Champions Online ist das Spiel der guten Vorsätze. Auch Jahre nach City of Heroes wirkt die Superhelden-Thematik angenehm frisch und enorm reizvoll, zumal sie vom derzeit mächtigsten Charakter-Editor samt frei wählbarer Kräfte angetrieben wird. Und mit der Möglichkeit, seinen ganz persönlichen Gegenspieler zu erstellen, hätte Cryptic erzählerisch Vollgas geben können. Doch rausgekommen ist nur ein laues Story-Lüftchen sowie ein zwar individueller, aber charakterlich meist blasser Bösewicht. Das action-orientierte Kampfsystem inkl. Block sowie die Missionsstruktur, die fast bis zum Endspiel Figurenaufstiege über Aufgabenerfüllung ermöglicht und damit das berüchtigte Grinden für lange Zeit unnötig macht, ist ebenfalls ein guter Ansatz. Aber der schnelle Charakteraufstieg unterstreicht den geringen Umfang, der Intensiv-Spieler weit vor Ablauf der 30-tägigen Schnupperphase mit dem Maximallevel von derzeit 40 konfrontiert – und das sogar zum größten Teil solo. Und damit stellt man den Gedanken des Online-Rollenspiels sowie das Wirtschaftsmodell dahinter in Frage.

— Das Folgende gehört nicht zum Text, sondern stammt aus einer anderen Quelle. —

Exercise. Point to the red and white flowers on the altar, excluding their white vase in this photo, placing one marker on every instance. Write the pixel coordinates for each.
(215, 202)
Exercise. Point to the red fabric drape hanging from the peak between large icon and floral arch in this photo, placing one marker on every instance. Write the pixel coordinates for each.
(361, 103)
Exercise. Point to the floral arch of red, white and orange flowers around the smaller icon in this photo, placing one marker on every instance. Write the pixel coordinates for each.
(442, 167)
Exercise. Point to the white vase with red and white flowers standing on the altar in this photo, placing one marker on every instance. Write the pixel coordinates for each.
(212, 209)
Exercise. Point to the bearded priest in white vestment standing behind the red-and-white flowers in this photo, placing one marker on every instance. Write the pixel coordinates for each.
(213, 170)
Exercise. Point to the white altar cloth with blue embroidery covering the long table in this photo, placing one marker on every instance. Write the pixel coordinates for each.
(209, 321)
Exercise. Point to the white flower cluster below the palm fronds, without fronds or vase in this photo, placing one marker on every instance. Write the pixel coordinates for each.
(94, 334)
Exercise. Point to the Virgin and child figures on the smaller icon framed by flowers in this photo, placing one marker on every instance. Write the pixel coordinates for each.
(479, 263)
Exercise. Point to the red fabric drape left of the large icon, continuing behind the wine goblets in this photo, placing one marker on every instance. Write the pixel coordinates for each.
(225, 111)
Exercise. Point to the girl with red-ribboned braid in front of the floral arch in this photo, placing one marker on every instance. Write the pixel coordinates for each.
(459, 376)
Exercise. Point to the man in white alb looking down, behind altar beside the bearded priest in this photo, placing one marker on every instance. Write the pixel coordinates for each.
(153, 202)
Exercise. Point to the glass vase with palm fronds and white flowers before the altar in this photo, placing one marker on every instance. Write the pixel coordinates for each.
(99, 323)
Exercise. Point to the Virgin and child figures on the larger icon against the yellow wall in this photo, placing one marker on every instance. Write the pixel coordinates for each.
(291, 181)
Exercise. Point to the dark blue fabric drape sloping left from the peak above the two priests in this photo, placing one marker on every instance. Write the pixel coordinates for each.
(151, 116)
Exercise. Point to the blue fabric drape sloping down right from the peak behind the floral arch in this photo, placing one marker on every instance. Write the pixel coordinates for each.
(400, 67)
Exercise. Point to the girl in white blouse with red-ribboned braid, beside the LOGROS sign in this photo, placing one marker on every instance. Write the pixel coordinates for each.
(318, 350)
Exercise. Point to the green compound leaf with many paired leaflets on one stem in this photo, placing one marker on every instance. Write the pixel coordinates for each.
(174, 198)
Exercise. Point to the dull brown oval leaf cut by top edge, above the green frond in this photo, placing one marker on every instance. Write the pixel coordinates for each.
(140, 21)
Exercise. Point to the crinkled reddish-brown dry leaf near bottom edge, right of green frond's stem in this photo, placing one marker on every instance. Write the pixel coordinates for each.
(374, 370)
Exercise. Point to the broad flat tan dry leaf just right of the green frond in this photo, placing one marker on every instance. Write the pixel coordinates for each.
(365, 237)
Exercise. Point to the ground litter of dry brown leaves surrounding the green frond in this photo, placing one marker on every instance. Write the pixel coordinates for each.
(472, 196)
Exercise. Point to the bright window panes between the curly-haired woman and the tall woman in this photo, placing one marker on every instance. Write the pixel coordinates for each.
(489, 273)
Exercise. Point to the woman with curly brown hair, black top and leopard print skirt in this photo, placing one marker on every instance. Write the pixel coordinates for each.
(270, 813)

Technisch stabil, visuell dank des Comicstils hochinteressant, sehr stimmig sowie mit abwechslungsreichen Gebieten gefüllt, muss sich Cryptic fragen lassen, ob man mit einem anderen Preisgestaltungssystem (wie z.B. Guild Wars) oder vielleicht sogar als Offline-Konkurrenz zu Action-Rollenspielen wie z.B. Marvel Ultimate Alliance nicht besser aufgehoben wäre. Denn so erfreulich sich die Superhelden vom Fantasy-Einerlei abheben und so gelungen sich das Kampfsystem auch präsentiert, ist Champions Online unter dem Strich im gegenwärtigen Zustand nicht mehr als ein unkompliziertes Online-Rollenspiel für zwischendurch. Zweifellos haben die Superhelden gute Zukunftsaussichten. Doch dann muss Cryptic schnellstmöglich Inhalte nachschieben, da man derzeit nicht einmal an die spirituellen Vorbilder City of Heroes bzw. City of Villains heranreicht, die trotz älterer Technik und einer klassischeren Figuren-Entwicklung immer noch vorzuziehen sind.

Pro

  • fantastischer Figuren-Editor
  • gelungenes "Semi-Echtzeit"-Kampfsystem
  • aktiver Block
  • kaum "Downtime" zwischen den Kämpfen
  • dynamisch skalierbare Anzahl an Gebiets-Instanzen
  • gute Zwischensequenzen...
  • eingebundene Rätsel...
  • umfangreiches Tutorial
  • eigener Gegenspieler erstellbar
  • kaum Grinding (vor allem Start-/Midgame)
  • auch als Solist gut spielbar
  • gelungenes Comic-Design
  • abwechslungsreiche Gegner-Vielfalt
  • öffentliche Missionen
  • 18 grundsätzliche Kräftesets...+ ... die aber frei kombiniert werden können

Kontra

  • geringer Umfang ist ein Riesenproblem
  • größtenteils generische Missionen
  • zahlreiche Missionen immer noch buggy...- ... trotz täglicher Wartungsarbeiten und Patches
  • Textausgabe-Mischmasch Englisch/Deutsch
  • ... aber nur wenig und atmosphärisch schwache Sprachausgabe
  • ... die aber leider viel zu selten abgerufen werden
  • viele "Spontan-Missionen" in ähnlich aussehenden Gebieten
  • sehr kostspieliger Respec
  • Nemesis ohne Sprachausgabe
  • keine einzigartigen Charakternamen
  • unspektakuläre PvP-Duelle
  • erzählerisch insgesamt schwach

Wertung

PC

Die hardware-hungrige Technik passt, der Figuren-Editor ist grandios und das Kampfsystem sehr interessant. Der Umfang ist für ein Online-Rollenspiel allerdings viel zu gering ausgefallen.